Phase Two began, following the 2008 Global Financial Crisis:
- Foreign direct investment slowed and trade surpluses dwindled, leaving China highly dependent on this “carry trade”.
- This is how the carry trade worked: Traders have been borrowing in developed-market currencies with very low interest rates, predominantly in US dollars, and buying Yuan-denominated assets with much higher yields. This has enable to make money through “interest-rate arbitrage” – higher deposit rates in China compared with overseas. They have also made money from steady Yuan appreciation. Here is how this worked: You borrowed in US dollars and converted to Yuan. By the time you had to repay your US dollar loan, the Yuan was stronger and so you made a currency gain.
- It is worth noting that this did not, by any means, just involve foreign speculators.
- The Bank of International Settlements says US dollar loans to Chinese firms have increased from $270 billion in 2009 to $1.2 trillion today.
- Polyethylene, iron ore and copper were used as “collateral” for these trades, which adds yet another layer of complexity.
- Estimates of the total size of the carry trade range between US$500 billion and US$2 trillion. I suspect that closer to $2 trillion is the likely figure because of all the use of commodities as collateral. This would be the world’s largest-ever “carry trade”.
Phase Three is today’s “faultlines” in the carry trade:
- The winding down of the US quantitative easing programme, and the prospect of a US interest-rate rise in 2015, has led to capital outflows from China –a partial reversal of this carry trade.
- Two other factors are contributing to this capital flight. Firstly, both foreign and local investors are moving money offshore because of the weakening economy. And secondly, local investors, fearful over anti-corruption, are getting money out of the country whilst they still can.
- The scale of this capital flight is already very alarming. For example, in Q4 last year China’s capital and financial account deficit reached its highest level for more than years – $91.2bn, according to a preliminary estimate by China’s State Administration of Foreign Exchange.
How might China respond?
Over to James, who again wrote in November:
Initially, we suspect that China would try to defend the currency by liquidating foreign exchange reserves. That would risk a deflationary spiral, however. It would shrink money supply, reduce credit growth, leading to falling asset prices and further capital flight.
Remember that this strategy was pursued initially by the Asian tigers in 1997. It was abandoned as it proved too painful. Devaluation was eventually favoured and the Tiger currencies declined close to 60% on average.
If capital flight were to occur, we believe China would eventually follow the less-painful route of devaluation too.
This “carry trade” argument is another great example how, to put it very bluntly, central banks have “stuffed up” the global economy:
- One of the many problems created by the US Fed’s QE programme is is flows of “hot money” – first in and then now out of China and other emerging economies.

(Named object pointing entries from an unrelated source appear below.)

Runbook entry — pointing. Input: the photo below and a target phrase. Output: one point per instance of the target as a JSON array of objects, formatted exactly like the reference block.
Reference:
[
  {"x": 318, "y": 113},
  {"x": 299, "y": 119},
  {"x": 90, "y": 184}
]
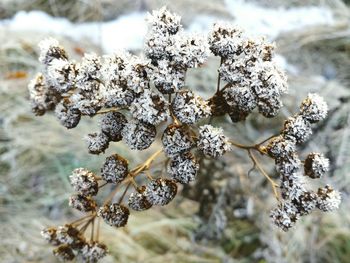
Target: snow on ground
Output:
[{"x": 128, "y": 31}]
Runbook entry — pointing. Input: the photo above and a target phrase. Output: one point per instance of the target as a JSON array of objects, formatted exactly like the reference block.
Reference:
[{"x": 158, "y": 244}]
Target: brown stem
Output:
[{"x": 262, "y": 171}]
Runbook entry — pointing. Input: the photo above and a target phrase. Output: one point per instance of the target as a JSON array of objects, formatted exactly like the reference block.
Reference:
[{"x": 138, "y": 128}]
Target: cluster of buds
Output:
[
  {"x": 137, "y": 97},
  {"x": 298, "y": 200}
]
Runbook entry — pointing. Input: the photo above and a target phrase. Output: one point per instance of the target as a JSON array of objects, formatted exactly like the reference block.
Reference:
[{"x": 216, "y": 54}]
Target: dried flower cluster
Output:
[{"x": 137, "y": 97}]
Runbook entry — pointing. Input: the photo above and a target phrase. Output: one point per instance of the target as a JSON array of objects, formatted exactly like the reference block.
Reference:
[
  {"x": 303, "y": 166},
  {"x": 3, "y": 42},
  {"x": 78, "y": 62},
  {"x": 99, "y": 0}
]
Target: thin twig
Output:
[{"x": 262, "y": 171}]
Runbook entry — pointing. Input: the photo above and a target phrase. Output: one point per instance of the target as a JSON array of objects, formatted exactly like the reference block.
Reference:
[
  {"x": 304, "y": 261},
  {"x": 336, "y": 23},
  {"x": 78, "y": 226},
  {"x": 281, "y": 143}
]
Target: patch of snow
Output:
[{"x": 126, "y": 32}]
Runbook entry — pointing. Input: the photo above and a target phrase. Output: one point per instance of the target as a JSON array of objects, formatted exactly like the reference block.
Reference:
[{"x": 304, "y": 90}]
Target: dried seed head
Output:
[
  {"x": 50, "y": 49},
  {"x": 175, "y": 140},
  {"x": 168, "y": 78},
  {"x": 160, "y": 191},
  {"x": 114, "y": 214},
  {"x": 190, "y": 50},
  {"x": 298, "y": 128},
  {"x": 97, "y": 142},
  {"x": 212, "y": 141},
  {"x": 112, "y": 124},
  {"x": 284, "y": 216},
  {"x": 69, "y": 235},
  {"x": 88, "y": 71},
  {"x": 164, "y": 22},
  {"x": 281, "y": 148},
  {"x": 82, "y": 203},
  {"x": 138, "y": 135},
  {"x": 68, "y": 116},
  {"x": 42, "y": 98},
  {"x": 305, "y": 203},
  {"x": 49, "y": 234},
  {"x": 138, "y": 201},
  {"x": 328, "y": 199},
  {"x": 135, "y": 74},
  {"x": 61, "y": 74},
  {"x": 313, "y": 108},
  {"x": 84, "y": 182},
  {"x": 240, "y": 102},
  {"x": 150, "y": 108},
  {"x": 270, "y": 108},
  {"x": 88, "y": 103},
  {"x": 93, "y": 251},
  {"x": 64, "y": 253},
  {"x": 288, "y": 166},
  {"x": 316, "y": 165},
  {"x": 183, "y": 168},
  {"x": 115, "y": 169},
  {"x": 190, "y": 108},
  {"x": 224, "y": 39}
]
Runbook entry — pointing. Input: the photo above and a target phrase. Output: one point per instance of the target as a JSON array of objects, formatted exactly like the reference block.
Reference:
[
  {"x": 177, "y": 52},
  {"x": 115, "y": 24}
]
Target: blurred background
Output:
[{"x": 223, "y": 216}]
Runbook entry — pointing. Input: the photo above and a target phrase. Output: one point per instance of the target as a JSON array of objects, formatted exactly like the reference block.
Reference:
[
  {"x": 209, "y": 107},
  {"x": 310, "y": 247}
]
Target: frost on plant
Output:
[{"x": 136, "y": 98}]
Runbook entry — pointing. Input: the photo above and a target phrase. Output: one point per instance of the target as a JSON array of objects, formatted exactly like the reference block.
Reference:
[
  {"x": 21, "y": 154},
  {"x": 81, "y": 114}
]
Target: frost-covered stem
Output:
[
  {"x": 124, "y": 193},
  {"x": 80, "y": 220},
  {"x": 107, "y": 110},
  {"x": 92, "y": 229},
  {"x": 133, "y": 173},
  {"x": 219, "y": 78},
  {"x": 262, "y": 171},
  {"x": 98, "y": 229}
]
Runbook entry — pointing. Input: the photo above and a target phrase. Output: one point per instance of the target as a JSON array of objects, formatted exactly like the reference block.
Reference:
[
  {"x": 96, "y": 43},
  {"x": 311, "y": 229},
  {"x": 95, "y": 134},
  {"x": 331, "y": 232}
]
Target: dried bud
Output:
[
  {"x": 49, "y": 234},
  {"x": 160, "y": 191},
  {"x": 88, "y": 103},
  {"x": 114, "y": 214},
  {"x": 42, "y": 98},
  {"x": 281, "y": 148},
  {"x": 305, "y": 203},
  {"x": 61, "y": 74},
  {"x": 150, "y": 108},
  {"x": 175, "y": 140},
  {"x": 190, "y": 50},
  {"x": 84, "y": 182},
  {"x": 138, "y": 201},
  {"x": 284, "y": 216},
  {"x": 97, "y": 142},
  {"x": 328, "y": 199},
  {"x": 115, "y": 169},
  {"x": 212, "y": 141},
  {"x": 183, "y": 168},
  {"x": 82, "y": 203},
  {"x": 68, "y": 116},
  {"x": 298, "y": 128},
  {"x": 240, "y": 102},
  {"x": 88, "y": 71},
  {"x": 190, "y": 108},
  {"x": 93, "y": 251},
  {"x": 112, "y": 124},
  {"x": 313, "y": 108},
  {"x": 70, "y": 235},
  {"x": 167, "y": 78},
  {"x": 316, "y": 165},
  {"x": 139, "y": 135},
  {"x": 224, "y": 39},
  {"x": 50, "y": 49},
  {"x": 164, "y": 21},
  {"x": 64, "y": 253}
]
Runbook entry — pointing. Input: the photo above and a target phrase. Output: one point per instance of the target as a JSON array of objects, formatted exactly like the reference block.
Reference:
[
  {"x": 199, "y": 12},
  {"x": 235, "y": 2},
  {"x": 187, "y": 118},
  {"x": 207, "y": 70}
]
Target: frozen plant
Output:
[{"x": 138, "y": 97}]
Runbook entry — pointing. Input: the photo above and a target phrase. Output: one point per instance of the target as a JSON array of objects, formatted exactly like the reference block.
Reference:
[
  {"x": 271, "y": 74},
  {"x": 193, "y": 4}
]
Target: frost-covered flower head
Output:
[
  {"x": 165, "y": 21},
  {"x": 212, "y": 141},
  {"x": 316, "y": 165},
  {"x": 313, "y": 108}
]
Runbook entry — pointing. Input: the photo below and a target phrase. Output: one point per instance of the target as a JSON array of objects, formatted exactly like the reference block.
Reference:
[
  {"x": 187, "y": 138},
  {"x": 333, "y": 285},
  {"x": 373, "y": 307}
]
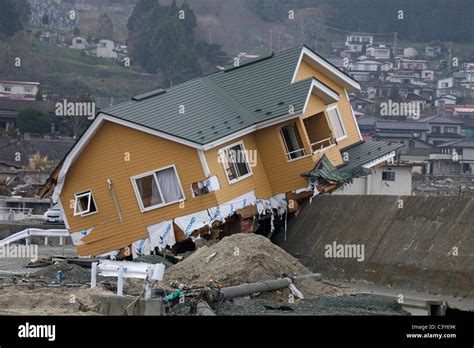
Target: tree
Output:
[
  {"x": 77, "y": 123},
  {"x": 38, "y": 163},
  {"x": 33, "y": 121},
  {"x": 105, "y": 28},
  {"x": 13, "y": 15},
  {"x": 161, "y": 39},
  {"x": 45, "y": 19},
  {"x": 39, "y": 95}
]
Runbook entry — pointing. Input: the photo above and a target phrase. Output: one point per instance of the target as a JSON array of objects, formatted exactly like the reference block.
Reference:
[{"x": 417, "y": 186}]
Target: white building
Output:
[
  {"x": 378, "y": 52},
  {"x": 19, "y": 90},
  {"x": 410, "y": 52},
  {"x": 356, "y": 41},
  {"x": 110, "y": 49},
  {"x": 390, "y": 179},
  {"x": 79, "y": 43}
]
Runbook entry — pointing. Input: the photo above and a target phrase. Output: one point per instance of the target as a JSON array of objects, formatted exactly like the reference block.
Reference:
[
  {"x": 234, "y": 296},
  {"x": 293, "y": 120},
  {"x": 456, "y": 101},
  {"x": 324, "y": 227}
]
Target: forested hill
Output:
[{"x": 422, "y": 20}]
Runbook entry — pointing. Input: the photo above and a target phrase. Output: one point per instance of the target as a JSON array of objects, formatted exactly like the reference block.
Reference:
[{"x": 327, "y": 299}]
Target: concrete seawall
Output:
[{"x": 419, "y": 243}]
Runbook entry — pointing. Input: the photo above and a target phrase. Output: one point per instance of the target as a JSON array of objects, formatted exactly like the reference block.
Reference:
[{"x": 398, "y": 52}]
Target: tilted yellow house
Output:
[{"x": 169, "y": 162}]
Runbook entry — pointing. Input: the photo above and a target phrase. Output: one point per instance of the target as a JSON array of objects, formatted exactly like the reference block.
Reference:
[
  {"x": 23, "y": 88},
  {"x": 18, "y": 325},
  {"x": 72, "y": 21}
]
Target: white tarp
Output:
[
  {"x": 161, "y": 235},
  {"x": 77, "y": 236},
  {"x": 141, "y": 247},
  {"x": 192, "y": 222}
]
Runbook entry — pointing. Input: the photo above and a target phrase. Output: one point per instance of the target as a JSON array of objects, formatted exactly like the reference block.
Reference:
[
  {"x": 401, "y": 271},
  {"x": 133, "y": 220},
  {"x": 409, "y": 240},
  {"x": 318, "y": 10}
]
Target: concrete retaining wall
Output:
[{"x": 408, "y": 242}]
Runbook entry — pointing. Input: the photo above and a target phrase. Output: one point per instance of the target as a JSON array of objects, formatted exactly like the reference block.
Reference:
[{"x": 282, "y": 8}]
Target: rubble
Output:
[{"x": 243, "y": 258}]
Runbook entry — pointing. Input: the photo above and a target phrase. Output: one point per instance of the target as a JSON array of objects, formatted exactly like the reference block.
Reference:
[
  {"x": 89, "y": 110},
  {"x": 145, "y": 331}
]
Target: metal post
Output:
[
  {"x": 120, "y": 281},
  {"x": 94, "y": 275},
  {"x": 148, "y": 283}
]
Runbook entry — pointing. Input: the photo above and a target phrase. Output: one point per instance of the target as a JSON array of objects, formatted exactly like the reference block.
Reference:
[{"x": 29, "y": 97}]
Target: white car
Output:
[{"x": 53, "y": 216}]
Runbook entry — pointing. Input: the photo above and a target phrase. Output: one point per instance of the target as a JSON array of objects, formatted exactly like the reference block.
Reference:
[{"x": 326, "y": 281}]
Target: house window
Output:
[
  {"x": 235, "y": 162},
  {"x": 158, "y": 188},
  {"x": 336, "y": 123},
  {"x": 436, "y": 129},
  {"x": 84, "y": 204},
  {"x": 388, "y": 176},
  {"x": 292, "y": 140},
  {"x": 450, "y": 130}
]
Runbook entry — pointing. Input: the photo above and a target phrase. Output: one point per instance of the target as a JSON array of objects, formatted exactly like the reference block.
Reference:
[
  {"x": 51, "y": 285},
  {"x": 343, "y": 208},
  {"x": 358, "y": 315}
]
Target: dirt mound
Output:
[
  {"x": 243, "y": 258},
  {"x": 71, "y": 273},
  {"x": 32, "y": 300}
]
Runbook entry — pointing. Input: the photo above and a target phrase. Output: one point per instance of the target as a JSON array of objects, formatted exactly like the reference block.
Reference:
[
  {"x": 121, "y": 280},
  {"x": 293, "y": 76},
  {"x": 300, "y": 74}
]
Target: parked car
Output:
[{"x": 53, "y": 216}]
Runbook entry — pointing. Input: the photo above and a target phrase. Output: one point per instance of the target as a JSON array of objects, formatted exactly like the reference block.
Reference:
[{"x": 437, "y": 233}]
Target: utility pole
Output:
[
  {"x": 395, "y": 42},
  {"x": 450, "y": 56},
  {"x": 271, "y": 41}
]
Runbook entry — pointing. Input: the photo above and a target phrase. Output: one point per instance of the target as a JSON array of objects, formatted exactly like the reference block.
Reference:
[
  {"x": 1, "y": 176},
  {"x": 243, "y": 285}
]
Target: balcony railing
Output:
[{"x": 321, "y": 145}]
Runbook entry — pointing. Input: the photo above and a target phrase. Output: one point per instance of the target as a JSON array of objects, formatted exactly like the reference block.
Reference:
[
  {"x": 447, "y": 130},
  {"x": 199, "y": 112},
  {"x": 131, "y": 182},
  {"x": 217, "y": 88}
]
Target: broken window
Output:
[
  {"x": 336, "y": 123},
  {"x": 84, "y": 204},
  {"x": 292, "y": 140},
  {"x": 158, "y": 188},
  {"x": 388, "y": 176},
  {"x": 235, "y": 162}
]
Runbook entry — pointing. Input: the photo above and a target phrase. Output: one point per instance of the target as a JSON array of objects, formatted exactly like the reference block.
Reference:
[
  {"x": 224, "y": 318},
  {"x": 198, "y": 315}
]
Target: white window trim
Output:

- China “bet the farm” after 2008 on a stimulus package that has seen its debts quadruple from $7 trillion in 2007 to $28 trillion in the middle of last year, according to McKinsey.
- Because of these huge debts, China became heavily reliant on the carry trade to keep its economy on the rails.
- This could have left it with no real choice but to “export deflation” to the rest of the world through a Yuan devaluation.
What does this mean for chemicals?
Take a look at the chart at the top of this blog post, which details the rise of China’s polyvinyl capacity versus local consumption since 2005.
Most of China’s PVC is made vial coal – i.e. the carbide process.
And so you can assume that in a lower oil-price world, the carbide advantage over ethylene-based PVC guarantees operating rates in China far below capacity over the next few years.
But throw significant currency depreciation into the mix and everything might change..
Other chemicals and polymers also in big surplus in China include purified terephthalic acid and phenol.
They too might see their typical cost-per-tonne economics changed by a weaker Yuan, resulting in a big rise in both their production and exports.